We present results on two-phase flow simulation by Lattice-Boltzmann method (LBM). The Lattice-Boltzmann method can handle complicated pore geometries, such as porous media. We have shown the single-phase LBM estimates absolute permeability of porous media very accurately and efficiently. We extended the method to two-phase flow and will show some characteristics of the two-phase LBM method. We particularly focus on one aspect of two-phase flow - the effect of initial fluid distribution on relative permeability. We found our code for two-phase LBM honors laws of fluid dynamics and simulates corresponding physical parameters, such as capillary pressure and contact angle of the interface between solid and fluids. The simulated physical parameters showed very good agreement with theoretical predictions.

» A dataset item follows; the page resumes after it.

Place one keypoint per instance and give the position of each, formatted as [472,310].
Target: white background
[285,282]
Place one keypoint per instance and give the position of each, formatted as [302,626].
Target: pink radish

After verifying that the two-phase LBM can simulate two-phase fluid flow through porous media, we applied the method to more complicated digital pore geometries; a Finney's random dense pack of spheres and samples from X-ray tomographic Fontainebleau sandstone. These were binary digital models describing the complex pore space. We used a steady state simulation that mimics a steady state measurement in laboratory. We experimented with four different kinds of the initial distribution of two fluids; (1) uniform distribution (fine mixture), (2) random distribution, (3) coating the grains with the wetting fluid, and (4) patch distribution. We found small differences in relative permeability with various initial distributions of two fluids. Although the final distributions were a little different due to different initial distributions, the relative permeability, which is a macroscopic value, was not much different. The difference at intermediate wetting-phase saturation was greater than one at low or high wetting-phase saturation. The patch type initial saturation showed the biggest difference among the initial distributions of two fluids.